Le Peuple de Dieu est d’autant plus missionnaire qu’il est capable de faire résonner en lui, même dans les organismes de participation, la voix de ceux qui vivent déjà la mission en habitant le monde et ses périphéries.
Questions à traiter
e) À la lumière de ce que nous avons partagé, nous considérons qu’il est important de réfléchir comment développer la participation aux différents Conseils, en particulier lorsque les pratiquants ne se sentent pas à la hauteur de la tâche. La synodalité grandit dans l’implication de chaque membre dans les processus de discernement et de prise de décision pour la mission de l’Église : c’est pourquoi nous sommes édifiés et encouragés par de nombreuses petites communautés chrétiennes dans les Églises émergentes, qui vivent un « corps à corps » fraternel quotidien autour de la Parole et de l’Eucharistie.
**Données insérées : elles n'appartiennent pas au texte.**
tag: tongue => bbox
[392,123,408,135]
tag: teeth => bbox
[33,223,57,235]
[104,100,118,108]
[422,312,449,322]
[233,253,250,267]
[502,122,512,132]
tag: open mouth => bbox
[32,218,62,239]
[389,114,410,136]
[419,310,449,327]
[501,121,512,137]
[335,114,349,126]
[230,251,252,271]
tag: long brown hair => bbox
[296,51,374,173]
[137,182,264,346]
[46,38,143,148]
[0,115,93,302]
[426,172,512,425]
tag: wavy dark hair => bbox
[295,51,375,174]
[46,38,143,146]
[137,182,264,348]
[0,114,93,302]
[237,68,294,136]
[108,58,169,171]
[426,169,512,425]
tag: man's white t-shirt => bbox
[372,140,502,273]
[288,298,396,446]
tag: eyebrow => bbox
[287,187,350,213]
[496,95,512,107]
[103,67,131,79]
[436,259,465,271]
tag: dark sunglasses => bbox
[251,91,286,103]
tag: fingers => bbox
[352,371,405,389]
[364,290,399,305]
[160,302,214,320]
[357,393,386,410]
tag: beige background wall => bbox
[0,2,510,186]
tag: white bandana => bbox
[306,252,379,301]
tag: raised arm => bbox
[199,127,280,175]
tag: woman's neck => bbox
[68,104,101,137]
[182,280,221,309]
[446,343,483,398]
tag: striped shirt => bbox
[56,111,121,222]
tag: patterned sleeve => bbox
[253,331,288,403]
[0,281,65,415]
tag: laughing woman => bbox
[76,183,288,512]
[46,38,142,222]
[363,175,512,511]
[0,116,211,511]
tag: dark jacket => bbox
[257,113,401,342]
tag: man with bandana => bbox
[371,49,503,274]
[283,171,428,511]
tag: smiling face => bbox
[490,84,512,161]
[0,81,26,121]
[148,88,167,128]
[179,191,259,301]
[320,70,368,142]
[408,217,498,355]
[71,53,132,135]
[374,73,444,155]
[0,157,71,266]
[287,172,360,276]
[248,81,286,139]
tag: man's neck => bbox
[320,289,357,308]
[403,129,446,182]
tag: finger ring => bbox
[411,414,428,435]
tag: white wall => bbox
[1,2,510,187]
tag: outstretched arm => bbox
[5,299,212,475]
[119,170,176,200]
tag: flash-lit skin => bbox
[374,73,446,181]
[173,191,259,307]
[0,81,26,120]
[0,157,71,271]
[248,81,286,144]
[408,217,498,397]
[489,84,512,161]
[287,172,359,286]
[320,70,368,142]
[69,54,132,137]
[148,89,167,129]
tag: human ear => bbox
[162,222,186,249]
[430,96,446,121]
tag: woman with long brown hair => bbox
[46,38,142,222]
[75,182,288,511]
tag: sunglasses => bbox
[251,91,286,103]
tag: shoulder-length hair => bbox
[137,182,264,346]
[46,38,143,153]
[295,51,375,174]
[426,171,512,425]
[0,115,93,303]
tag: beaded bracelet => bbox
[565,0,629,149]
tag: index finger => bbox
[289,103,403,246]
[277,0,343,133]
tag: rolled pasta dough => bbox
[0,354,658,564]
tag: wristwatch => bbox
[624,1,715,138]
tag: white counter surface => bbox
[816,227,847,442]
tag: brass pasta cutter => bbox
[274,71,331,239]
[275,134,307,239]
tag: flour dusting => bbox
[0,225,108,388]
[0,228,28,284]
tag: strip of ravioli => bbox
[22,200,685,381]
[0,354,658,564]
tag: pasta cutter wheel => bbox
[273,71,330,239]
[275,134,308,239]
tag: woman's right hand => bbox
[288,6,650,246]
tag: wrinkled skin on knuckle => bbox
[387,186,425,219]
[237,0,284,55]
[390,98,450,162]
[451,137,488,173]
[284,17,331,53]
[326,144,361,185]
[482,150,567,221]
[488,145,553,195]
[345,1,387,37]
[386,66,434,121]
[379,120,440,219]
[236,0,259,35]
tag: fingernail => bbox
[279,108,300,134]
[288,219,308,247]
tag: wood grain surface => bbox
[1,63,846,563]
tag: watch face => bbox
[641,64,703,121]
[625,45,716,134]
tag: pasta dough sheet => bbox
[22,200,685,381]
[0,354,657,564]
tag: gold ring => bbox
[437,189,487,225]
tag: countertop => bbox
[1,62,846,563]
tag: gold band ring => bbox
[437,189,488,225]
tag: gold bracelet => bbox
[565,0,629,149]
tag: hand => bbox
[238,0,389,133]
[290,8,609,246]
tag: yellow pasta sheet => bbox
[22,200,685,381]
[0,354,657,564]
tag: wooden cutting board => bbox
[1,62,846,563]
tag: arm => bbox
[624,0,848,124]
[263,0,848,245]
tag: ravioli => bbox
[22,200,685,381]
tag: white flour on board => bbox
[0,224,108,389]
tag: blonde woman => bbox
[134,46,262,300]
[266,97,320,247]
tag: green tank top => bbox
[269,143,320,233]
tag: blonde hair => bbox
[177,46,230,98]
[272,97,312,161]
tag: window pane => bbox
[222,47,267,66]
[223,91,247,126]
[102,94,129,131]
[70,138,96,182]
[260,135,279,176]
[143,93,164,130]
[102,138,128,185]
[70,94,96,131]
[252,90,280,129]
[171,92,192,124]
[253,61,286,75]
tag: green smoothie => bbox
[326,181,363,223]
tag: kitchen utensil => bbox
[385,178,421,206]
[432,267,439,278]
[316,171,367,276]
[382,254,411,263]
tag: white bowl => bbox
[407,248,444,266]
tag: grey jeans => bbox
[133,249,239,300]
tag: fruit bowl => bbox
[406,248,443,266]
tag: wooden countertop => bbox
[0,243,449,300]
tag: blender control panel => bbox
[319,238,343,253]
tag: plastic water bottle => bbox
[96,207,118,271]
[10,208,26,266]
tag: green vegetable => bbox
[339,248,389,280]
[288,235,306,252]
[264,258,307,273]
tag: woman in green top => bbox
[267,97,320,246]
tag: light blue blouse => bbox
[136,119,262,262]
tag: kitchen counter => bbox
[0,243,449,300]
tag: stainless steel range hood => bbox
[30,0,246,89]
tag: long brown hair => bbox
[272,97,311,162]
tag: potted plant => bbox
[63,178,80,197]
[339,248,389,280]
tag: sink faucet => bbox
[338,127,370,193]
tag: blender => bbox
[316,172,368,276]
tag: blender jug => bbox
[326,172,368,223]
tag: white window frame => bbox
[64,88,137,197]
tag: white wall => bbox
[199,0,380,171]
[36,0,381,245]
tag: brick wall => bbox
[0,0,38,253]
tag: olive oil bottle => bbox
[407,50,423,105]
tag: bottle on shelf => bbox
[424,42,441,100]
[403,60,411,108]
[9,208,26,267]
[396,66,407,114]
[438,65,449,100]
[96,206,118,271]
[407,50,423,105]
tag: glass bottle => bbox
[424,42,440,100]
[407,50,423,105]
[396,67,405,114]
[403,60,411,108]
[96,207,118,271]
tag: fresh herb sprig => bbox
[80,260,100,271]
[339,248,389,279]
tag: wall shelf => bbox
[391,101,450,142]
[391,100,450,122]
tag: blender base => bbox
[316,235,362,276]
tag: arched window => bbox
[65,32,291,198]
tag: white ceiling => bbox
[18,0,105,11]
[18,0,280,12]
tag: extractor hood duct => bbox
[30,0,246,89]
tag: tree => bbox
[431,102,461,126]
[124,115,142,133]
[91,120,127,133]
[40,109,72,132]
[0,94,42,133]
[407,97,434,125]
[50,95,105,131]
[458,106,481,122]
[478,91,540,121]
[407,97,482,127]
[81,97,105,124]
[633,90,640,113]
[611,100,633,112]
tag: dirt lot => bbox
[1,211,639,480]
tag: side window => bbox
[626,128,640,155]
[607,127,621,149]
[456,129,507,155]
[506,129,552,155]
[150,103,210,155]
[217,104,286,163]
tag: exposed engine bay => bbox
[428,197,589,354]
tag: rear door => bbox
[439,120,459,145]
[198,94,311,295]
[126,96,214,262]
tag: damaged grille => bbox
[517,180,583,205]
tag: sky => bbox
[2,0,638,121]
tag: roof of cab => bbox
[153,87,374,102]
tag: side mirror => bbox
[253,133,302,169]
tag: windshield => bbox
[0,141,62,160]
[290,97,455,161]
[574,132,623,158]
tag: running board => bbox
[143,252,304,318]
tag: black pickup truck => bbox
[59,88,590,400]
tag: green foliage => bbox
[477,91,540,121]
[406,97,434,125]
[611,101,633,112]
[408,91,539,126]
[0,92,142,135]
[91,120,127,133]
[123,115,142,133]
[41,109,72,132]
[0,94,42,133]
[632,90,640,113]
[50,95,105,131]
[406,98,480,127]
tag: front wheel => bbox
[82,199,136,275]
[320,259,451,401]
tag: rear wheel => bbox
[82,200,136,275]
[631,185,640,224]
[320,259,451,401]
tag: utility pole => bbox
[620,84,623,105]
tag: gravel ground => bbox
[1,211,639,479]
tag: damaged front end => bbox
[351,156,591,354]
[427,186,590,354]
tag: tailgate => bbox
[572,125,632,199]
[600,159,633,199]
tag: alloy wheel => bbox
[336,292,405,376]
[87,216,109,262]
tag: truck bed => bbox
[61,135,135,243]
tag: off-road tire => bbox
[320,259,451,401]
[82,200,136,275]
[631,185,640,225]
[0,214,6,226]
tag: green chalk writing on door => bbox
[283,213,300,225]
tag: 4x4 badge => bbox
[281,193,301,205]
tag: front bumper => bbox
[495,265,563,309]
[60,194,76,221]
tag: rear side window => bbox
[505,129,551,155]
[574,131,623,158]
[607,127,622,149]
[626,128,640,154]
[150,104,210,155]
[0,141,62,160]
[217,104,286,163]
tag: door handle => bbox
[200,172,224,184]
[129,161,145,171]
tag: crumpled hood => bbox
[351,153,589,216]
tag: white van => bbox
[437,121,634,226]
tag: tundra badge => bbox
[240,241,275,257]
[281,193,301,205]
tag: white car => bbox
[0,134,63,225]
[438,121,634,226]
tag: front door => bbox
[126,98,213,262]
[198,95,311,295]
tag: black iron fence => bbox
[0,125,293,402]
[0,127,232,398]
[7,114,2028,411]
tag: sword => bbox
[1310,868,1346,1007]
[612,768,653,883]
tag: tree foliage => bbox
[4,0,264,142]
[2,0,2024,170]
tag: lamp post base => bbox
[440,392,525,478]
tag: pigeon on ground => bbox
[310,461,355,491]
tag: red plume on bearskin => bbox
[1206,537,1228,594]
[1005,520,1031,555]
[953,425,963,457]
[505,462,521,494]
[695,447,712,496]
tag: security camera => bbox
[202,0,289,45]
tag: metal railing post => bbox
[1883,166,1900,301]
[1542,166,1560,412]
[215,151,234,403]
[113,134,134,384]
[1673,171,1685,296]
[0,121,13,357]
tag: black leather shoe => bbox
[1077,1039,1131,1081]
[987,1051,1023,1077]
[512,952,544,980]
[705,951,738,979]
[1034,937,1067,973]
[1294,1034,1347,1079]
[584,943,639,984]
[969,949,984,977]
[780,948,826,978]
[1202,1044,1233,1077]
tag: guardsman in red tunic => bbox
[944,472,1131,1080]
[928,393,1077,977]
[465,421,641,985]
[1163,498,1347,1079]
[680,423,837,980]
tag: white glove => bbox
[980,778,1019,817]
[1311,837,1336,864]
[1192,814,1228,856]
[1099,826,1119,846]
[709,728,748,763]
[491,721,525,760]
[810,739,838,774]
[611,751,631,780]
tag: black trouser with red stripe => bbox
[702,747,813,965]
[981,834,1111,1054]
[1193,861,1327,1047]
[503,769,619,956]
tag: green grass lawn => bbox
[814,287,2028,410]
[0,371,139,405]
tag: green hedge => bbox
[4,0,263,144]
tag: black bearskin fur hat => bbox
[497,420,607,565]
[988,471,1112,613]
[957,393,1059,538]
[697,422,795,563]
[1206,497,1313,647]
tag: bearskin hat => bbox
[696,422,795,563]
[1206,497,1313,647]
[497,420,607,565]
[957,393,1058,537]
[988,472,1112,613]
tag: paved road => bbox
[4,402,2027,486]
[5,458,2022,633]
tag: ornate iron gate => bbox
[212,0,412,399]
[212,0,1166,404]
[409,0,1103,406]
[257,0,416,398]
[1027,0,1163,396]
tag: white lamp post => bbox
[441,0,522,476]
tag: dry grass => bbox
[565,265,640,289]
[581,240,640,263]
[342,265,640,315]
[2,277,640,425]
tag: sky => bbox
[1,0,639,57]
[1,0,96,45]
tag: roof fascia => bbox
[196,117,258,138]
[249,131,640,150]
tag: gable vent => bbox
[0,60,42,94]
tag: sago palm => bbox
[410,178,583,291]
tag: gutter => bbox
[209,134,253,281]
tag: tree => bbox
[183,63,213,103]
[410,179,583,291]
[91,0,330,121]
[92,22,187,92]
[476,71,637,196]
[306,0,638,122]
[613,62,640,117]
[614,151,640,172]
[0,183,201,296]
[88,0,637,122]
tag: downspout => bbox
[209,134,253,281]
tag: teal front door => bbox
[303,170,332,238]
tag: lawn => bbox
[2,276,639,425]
f) En composant les organismes de participation, nous ne pouvons plus remettre au lendemain ce que le Pape François nous a demandé dans Amoris laetitia. La participation d’hommes et de femmes qui traversent des vicissitudes affectives et conjugales complexes « peut s’exprimer dans divers services ecclésiaux : il convient donc de discerner quelles sont, parmi les diverses formes d’exclusion actuellement pratiquées dans les domaines liturgique, pastoral, éducatif et institutionnel, celles qui peuvent être dépassées » (n. 299). Ce discernement concerne également l’exclusion des organismes de participation de la communauté paroissiale et diocésaine, pratiquée dans de nombreuses Eglises locales.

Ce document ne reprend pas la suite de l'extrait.